From the Catalyst, Summer 2017
Finding Home in the Promised Land: A Personal History of Homelessness and Social Exile
By Jane Harris
J. Gordon Shillingford, 2015
Reviewed by Darlene O’Leary
“I fought my way out of the wilderness, but I still wear cuts inside my body and soul.”
In Finding Home in the Promised Land, author Jane Harris shares her deeply personal story of domestic violence, poverty, homelessness, and social exile. She also offers a narrative and historical glimpse of her Scottish immigrant ancestors, particularly her great-great grandmother. Their struggles in the new “promised land” of pre- Confederation Canada both parallel and contrast Harris’s own quest for home.
As the book moves between the past and the present, Harris searches for answers about the brutal reality of poverty. She offers an account of her own experience with what she calls the “poverty industry.” In the process, she also provides disheartening facts about poverty in Canada and who is most impacted.
Harris is both a victim of and resistant to the deeply held notion that poverty is a personal failure.
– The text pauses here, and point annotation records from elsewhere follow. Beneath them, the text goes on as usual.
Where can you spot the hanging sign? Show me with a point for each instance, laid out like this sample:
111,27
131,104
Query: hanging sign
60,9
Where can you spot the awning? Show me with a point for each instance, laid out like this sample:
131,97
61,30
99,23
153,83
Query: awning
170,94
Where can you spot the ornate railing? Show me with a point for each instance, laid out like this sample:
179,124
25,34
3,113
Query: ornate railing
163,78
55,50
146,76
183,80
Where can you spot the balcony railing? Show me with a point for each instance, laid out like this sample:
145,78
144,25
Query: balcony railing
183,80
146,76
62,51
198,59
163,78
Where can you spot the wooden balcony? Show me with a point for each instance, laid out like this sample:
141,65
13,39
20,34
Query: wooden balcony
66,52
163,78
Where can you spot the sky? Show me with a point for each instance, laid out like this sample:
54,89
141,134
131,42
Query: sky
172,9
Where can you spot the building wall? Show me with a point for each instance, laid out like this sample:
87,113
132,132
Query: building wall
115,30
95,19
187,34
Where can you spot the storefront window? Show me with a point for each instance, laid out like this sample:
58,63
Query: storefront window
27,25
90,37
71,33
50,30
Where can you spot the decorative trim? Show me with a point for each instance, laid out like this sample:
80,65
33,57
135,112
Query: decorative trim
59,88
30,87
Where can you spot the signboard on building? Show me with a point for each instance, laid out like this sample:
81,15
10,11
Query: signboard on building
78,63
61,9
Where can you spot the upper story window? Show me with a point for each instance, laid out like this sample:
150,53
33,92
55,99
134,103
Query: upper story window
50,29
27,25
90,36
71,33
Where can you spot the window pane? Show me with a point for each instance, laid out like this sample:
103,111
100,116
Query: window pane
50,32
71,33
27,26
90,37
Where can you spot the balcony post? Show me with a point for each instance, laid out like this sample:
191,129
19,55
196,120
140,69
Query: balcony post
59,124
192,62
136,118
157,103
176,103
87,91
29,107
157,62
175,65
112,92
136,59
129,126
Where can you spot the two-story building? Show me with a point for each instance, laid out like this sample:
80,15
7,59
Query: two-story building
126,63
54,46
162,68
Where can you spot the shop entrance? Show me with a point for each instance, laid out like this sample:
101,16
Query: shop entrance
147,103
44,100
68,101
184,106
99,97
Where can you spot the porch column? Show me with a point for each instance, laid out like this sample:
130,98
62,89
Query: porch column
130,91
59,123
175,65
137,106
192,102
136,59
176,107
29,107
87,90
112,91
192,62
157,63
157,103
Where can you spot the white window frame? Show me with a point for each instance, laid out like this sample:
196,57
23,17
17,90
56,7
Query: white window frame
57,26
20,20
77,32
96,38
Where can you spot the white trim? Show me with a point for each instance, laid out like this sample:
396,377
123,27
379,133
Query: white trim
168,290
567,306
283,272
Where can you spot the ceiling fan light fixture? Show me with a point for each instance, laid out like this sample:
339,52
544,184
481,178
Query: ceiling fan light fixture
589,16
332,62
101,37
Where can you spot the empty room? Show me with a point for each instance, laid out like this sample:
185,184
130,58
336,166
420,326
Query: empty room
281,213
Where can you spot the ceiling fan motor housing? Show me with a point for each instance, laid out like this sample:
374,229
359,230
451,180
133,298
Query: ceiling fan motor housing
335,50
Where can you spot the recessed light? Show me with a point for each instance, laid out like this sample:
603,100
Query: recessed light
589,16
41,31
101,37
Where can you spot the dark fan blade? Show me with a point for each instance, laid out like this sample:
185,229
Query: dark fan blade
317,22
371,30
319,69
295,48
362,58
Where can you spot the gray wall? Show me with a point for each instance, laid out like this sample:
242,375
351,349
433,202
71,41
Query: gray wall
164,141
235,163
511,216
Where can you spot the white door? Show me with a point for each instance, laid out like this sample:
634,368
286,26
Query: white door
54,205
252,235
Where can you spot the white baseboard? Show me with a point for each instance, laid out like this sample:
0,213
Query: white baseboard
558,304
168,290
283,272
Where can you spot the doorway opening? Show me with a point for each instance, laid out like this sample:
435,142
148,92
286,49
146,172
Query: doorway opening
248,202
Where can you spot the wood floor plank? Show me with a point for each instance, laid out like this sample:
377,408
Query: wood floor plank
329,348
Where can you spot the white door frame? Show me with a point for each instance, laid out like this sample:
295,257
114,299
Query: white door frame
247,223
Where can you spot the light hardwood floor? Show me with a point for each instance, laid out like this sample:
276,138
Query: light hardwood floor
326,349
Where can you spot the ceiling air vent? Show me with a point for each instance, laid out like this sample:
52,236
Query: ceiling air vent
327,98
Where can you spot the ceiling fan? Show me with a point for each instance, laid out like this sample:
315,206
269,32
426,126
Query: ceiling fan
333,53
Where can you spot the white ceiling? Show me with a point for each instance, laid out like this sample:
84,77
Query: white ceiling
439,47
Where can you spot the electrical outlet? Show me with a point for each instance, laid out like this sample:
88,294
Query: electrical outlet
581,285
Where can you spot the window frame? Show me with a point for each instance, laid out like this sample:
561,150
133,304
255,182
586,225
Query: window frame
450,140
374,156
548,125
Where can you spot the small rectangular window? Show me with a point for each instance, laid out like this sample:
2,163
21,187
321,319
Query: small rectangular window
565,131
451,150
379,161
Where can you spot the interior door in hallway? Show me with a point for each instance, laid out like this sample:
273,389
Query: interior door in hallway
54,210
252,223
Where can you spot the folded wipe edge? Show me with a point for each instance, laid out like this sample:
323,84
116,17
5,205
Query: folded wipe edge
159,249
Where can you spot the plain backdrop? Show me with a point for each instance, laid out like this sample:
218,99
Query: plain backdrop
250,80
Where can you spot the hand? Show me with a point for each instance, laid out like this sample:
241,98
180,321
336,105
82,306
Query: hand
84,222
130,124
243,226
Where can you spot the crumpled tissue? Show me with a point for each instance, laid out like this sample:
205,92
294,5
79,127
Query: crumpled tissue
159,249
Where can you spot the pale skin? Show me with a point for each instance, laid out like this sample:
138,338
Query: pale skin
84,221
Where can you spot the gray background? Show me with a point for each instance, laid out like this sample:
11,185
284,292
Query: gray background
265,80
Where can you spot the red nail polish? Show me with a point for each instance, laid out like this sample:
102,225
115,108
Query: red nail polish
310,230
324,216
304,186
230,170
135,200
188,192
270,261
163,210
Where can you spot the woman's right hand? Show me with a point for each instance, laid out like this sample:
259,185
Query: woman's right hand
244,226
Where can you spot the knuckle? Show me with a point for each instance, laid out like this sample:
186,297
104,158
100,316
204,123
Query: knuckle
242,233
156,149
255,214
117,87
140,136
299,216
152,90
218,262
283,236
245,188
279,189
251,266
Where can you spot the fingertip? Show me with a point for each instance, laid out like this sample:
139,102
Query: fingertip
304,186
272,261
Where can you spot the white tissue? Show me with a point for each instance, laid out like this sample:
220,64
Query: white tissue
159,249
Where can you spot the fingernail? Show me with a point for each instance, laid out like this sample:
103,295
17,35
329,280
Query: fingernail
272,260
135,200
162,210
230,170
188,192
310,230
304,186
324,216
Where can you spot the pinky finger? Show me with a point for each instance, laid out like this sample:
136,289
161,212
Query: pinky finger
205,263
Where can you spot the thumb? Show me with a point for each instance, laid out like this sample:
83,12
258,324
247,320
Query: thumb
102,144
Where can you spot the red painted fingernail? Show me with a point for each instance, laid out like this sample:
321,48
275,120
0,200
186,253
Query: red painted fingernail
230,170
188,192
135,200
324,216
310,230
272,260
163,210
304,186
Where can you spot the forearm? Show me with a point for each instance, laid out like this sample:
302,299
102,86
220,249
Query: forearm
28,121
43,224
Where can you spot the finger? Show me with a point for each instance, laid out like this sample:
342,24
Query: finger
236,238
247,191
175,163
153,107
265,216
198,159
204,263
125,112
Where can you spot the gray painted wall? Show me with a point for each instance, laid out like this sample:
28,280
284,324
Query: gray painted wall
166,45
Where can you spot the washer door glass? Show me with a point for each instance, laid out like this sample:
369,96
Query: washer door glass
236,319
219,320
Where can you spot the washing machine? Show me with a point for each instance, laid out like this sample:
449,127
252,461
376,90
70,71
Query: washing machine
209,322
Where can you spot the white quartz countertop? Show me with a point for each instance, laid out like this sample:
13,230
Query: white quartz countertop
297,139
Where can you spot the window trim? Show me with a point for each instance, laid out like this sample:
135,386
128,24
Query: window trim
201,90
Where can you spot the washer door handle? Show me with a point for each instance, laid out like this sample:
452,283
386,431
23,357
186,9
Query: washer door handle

She recognizes that surviving and thriving in any context requires not just hard work and determination, but it requires social relationships and supports.
Harris’s analysis of social and institutional failures is broad ranging, and her personal experiences illustrate these failures powerfully.
In pointing toward solutions, Harris makes a case for more affordable housing, along with a housing benefit for those in need. She also recommends exploring a guaranteed annual income as an alternative to the “shame-based poverty industry.”
Ultimately, this book is a personal search for home and an exploration of the social exile of those most vulnerable.